Tashlich, which means “to cast” in Hebrew, as in cast off your sins, is one of those little known, but exceptionally meaningful Jewish traditions.
Sherry Weiss welcomed a large group for the second year in a row to our service by the pond to observe the ritual of Tashlich.
Barbara Heft explained the ritual, meaning, and importance of this ceremony. Kim Schweitzer acknowledged the diversity of our community and conveyed our gratitude for the love and support our neighbors demonstrated by opening their hearts to Judaism, just by being here. Howard Zeitlin led the Tashlich prayer and instructed us to “throw bread into the water, reflecting on what you want to release.”
Tashlich is performed before a body of running water as small pieces of bread or breadcrumbs, representing sins, are tossed into the water. Just as the water carries away the bits of bread, so, too, are our sins symbolically carried away.
We take this time to reflect on the past year. In addition to our sins, we release our bad thoughts, sadness, stubbornness, anger, and envy. Lightening our load of bad feelings and making space for good and positive energy will allow us to go into this new year with a clean slate and have more peace in our daily life.
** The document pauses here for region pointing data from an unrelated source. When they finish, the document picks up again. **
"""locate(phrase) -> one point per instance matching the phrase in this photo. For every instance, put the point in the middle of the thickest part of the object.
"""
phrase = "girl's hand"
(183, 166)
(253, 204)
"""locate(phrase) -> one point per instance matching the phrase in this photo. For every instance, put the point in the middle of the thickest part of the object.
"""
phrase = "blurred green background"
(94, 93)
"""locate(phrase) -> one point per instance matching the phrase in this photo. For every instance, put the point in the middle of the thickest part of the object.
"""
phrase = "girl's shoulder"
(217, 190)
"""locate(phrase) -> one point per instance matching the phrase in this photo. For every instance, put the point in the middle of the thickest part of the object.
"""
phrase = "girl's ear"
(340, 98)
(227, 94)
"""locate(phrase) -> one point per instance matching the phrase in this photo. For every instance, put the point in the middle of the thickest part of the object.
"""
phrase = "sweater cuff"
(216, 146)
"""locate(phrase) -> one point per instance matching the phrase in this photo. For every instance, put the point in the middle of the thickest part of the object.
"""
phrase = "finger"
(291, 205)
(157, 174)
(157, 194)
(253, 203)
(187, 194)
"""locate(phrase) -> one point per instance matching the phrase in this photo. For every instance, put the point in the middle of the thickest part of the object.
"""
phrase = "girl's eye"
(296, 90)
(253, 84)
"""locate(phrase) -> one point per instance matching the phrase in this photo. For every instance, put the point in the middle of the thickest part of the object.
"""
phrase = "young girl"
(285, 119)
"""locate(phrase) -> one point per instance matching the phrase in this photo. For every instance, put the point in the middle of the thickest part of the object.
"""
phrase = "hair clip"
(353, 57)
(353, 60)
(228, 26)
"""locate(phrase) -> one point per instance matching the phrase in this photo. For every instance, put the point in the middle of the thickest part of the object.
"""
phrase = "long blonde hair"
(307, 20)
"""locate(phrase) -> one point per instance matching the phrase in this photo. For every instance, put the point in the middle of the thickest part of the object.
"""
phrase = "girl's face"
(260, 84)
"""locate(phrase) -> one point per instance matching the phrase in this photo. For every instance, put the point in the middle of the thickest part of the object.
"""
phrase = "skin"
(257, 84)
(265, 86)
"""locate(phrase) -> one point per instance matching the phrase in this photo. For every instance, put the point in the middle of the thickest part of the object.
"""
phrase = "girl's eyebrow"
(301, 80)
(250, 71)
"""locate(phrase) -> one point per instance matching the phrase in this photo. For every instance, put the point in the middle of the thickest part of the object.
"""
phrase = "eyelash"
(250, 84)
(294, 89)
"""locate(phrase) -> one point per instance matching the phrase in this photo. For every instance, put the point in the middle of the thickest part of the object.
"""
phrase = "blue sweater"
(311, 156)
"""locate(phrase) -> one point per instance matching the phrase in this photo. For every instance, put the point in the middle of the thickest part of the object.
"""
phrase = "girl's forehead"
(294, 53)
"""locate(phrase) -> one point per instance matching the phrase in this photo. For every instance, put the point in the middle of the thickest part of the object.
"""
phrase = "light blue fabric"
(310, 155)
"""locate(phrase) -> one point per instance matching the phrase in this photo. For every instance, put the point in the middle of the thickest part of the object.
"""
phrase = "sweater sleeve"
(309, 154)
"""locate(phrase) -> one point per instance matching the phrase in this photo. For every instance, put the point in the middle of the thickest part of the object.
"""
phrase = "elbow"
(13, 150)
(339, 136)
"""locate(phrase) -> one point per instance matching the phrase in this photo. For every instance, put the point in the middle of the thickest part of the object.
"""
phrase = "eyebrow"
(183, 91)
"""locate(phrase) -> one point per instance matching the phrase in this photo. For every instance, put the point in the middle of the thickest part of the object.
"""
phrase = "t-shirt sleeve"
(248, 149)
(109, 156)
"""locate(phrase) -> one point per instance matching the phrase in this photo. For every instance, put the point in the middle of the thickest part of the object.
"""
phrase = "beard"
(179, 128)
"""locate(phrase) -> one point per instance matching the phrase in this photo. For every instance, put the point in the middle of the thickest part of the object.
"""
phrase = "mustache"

As American Jews we get to observe the New Year twice; Jan. 1 and during September when we celebrate Rosh Hashanah. A week after Rosh Hashanah we observe Yom Kippur where we are forgiven and begin anew.
In addition to the beauty of worshiping together (COVID precautions observed), all participants received a bag of dried apples and honey sticks, beautifully decorated by Florence Messer and Roberta Bowers. Another ritual is to dip apples in honey to represent a sweet New Year.
To all our neighbors at SaddleBrooke Ranch, L’Shana Tova, a sweet and healthy new year to everyone!